消えることの無い帷
9月になったのに暑いなー
─────ため息がふたつ。
「なぁアルグワよ。ゾンビになったのに人間に味方する気分はどうだ?まだ人間に味方して─────」
「はい! ご苦労さん!」
アルグワはゾンビの頭を足で蹴り潰す。血も出ずただ消滅するだけ。
嫌な死だ。殺した側も殺された側も死を実感できない、なんとも言えず、少しイラッとするほど綺麗で醜い死だった。
(さて、あいつがゾンビになる前に救わねぇとか……)
アルグワが少し歩こうとした時────目の前にフォールアウトが刺さる。
「なんの真似だ?小娘?」
アルグワの目線の先には俺がいた。
なんだコイツ?やっと見つけたと思ったら、少し不機嫌になっている。
こちとらそんな宥めている時間は無いのだが、少し荷物があるようで。
「カウノの事ありがとうございます。アルグワさん」
「はぁ?ふざけてんじゃねぇよ。俺が歩いてたらこいつが牛みたいに寝てただけだ。重いから変われ」
「重いとはなんだー」とカウノが尻をこちらに向けながら喋っている。起きているんだ。クイーンがここにいる以上、俺が心配することも無い。
だとすればアルグワ、少し手伝って欲しいことが……
「断る」
まだなんも言ってないよ。
てか俺からしたらその態度が気になる。矛盾していることが分からないのか?
「アルグワさん。貴方はグリュエさんを救いたいんですよね?なのに何故提案を断ろうとするんですか?
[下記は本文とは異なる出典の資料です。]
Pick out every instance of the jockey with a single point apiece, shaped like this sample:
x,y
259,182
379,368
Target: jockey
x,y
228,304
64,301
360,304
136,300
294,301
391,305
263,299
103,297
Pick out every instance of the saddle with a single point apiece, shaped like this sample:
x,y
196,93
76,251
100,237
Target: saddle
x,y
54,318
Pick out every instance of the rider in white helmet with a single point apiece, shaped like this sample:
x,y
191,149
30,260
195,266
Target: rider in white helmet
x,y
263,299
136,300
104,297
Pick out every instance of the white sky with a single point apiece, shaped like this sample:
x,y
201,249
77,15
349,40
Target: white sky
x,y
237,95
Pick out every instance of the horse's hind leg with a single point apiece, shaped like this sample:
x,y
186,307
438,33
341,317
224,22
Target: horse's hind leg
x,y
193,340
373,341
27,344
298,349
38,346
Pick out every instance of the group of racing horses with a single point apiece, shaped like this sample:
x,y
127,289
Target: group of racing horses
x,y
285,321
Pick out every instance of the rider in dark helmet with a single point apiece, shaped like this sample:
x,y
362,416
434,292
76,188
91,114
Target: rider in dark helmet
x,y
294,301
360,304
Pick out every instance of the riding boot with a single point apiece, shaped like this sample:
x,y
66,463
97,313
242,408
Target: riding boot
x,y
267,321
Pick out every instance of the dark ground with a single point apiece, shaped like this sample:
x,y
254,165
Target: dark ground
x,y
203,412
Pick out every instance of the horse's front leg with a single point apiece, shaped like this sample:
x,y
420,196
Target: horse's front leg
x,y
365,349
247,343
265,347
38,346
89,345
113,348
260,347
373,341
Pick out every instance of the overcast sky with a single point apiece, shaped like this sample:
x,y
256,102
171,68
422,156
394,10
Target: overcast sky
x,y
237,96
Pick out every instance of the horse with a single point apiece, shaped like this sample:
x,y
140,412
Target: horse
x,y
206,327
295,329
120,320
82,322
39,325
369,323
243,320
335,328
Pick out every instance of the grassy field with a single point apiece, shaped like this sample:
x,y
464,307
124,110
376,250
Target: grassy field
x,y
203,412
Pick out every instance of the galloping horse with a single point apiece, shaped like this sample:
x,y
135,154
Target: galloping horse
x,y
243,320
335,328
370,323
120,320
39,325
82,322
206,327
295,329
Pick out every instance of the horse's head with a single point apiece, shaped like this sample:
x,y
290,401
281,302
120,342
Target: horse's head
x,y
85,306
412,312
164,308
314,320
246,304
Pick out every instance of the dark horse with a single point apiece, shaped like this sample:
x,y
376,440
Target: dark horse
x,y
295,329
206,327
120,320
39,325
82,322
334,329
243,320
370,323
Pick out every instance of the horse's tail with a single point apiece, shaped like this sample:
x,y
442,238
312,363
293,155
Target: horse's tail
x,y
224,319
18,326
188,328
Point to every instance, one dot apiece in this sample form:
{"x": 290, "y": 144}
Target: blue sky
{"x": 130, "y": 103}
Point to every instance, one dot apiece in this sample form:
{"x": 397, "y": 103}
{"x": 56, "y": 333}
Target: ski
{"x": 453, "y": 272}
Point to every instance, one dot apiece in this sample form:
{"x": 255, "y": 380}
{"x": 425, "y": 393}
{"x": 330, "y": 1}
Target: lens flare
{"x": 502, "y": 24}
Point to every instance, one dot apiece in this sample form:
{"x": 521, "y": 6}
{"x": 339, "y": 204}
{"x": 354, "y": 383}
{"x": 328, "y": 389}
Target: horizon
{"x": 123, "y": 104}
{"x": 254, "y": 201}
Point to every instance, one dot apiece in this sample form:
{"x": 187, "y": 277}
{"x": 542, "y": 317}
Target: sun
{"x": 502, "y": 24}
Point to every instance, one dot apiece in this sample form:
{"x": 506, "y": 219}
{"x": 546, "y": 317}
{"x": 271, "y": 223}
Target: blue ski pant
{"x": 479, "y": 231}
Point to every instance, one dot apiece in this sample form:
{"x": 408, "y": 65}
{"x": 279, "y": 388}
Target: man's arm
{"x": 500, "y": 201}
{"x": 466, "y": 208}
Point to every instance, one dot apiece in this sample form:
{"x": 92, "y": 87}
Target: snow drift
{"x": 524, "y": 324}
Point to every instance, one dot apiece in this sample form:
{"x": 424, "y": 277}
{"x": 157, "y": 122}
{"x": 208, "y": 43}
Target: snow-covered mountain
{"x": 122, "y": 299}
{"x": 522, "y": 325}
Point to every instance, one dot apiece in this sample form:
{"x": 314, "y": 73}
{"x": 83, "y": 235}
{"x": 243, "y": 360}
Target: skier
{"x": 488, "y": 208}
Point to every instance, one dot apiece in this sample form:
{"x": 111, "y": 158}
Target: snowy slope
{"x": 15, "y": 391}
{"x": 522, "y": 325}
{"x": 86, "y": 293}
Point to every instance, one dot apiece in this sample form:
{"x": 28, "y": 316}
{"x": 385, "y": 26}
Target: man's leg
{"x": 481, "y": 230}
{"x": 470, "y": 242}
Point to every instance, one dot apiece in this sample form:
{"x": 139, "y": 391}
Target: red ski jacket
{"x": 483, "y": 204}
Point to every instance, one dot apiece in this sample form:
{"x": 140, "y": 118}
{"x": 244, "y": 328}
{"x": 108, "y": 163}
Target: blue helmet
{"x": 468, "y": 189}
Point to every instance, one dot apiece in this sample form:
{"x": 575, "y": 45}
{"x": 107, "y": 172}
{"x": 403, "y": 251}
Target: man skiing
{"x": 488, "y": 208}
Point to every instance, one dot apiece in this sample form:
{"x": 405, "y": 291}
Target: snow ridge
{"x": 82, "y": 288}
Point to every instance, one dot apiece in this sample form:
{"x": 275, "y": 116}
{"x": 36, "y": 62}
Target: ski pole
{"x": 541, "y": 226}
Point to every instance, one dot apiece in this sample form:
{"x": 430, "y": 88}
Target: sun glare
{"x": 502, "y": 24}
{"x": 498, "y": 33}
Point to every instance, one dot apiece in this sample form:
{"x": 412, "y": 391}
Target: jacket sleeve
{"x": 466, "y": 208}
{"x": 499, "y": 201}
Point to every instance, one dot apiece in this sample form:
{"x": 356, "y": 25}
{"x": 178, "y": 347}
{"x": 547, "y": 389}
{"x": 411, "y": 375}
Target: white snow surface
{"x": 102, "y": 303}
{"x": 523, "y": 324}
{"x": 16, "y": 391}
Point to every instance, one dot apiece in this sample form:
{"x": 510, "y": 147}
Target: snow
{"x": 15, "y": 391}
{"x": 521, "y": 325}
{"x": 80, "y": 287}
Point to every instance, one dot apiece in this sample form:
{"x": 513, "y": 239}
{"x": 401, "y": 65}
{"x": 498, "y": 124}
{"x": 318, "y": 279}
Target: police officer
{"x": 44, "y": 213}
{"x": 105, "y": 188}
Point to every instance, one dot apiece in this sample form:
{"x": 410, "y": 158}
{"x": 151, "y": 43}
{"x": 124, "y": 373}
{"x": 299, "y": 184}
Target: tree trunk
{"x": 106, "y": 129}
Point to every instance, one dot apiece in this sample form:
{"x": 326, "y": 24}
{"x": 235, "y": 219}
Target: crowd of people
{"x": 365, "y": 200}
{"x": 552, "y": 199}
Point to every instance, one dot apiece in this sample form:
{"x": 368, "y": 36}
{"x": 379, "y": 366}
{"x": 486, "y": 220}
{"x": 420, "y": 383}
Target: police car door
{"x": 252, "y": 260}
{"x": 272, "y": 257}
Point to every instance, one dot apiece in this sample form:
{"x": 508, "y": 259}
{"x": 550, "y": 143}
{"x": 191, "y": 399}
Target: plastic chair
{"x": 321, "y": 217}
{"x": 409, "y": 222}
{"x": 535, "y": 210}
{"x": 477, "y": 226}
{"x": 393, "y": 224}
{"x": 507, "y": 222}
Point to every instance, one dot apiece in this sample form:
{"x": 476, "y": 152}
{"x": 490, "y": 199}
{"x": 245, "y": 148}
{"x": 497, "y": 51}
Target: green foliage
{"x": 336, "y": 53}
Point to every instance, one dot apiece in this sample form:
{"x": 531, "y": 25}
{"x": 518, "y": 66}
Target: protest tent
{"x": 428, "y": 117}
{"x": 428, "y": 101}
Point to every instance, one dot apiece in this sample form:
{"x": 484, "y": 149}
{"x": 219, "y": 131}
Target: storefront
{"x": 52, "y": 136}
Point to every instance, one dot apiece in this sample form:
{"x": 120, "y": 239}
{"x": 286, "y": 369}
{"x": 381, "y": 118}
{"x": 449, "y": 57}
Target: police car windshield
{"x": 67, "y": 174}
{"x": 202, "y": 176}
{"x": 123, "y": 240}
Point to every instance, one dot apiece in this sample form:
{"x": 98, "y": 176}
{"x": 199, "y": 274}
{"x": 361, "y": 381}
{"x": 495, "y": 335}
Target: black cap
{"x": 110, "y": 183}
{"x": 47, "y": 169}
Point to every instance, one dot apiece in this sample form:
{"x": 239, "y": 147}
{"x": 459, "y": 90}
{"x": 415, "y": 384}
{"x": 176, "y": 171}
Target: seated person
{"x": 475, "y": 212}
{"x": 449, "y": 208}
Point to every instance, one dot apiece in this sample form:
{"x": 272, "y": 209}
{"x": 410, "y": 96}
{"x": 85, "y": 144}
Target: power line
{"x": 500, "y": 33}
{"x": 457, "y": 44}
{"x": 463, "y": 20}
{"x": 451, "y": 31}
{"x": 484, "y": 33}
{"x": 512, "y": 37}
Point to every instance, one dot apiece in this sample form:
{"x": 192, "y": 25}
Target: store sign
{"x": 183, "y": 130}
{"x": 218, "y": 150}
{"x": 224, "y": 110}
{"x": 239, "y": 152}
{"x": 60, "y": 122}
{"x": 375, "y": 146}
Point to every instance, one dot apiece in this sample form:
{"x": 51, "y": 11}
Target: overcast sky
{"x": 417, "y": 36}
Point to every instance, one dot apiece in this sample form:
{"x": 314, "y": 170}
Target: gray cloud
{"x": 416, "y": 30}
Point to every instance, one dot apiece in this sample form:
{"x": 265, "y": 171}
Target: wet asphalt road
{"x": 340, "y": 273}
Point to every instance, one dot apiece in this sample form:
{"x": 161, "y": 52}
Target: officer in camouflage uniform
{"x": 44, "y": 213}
腐王を倒さない限りは、この結界が解けることはありません」
そう、俺はあの後カオリにあって事の顛末を聞いた。アズマの死、大空の死。
このデスゲームはもう、ラスボスを倒すまで終わらないということだ。
帷が黒くなっている。先程よりも濃く、黒く。
つまり『もう時間が無い』。この国を守るのであればすぐに行動しなければならない。
「なぁ、クスノキ。少し聞きたい。この国はもう終わりだ。例え、腐王に勝てたとしても死人に頼っている国に何が出来る?救う価値なんて本当にあるのか?」
……アルグワが言っていることも一理ある。
この国は大空という絶対的指導者を失った。もうこの国は立て直せないほど崩壊しているのかもしれない。
ただそれでも、見切りをつけるのはちがう。
だってそれは───────
「それを決めるのは私達ではありません。いつだって決めるのはその国に今生きる人達ですよ」
「それもそうか……」とアルグワは笑う。
その後、合流したカオリにカウノを任せ、俺とアルグワは腐王の元に向かう。
「おい、クスノキ、足引っ張んじゃねぇぞ?」
「……フッ。誰に言っているんですか!」
ここで最後だ。アルグワと俺の共同戦線を持って腐王を討伐してこの国に平和を取り戻す!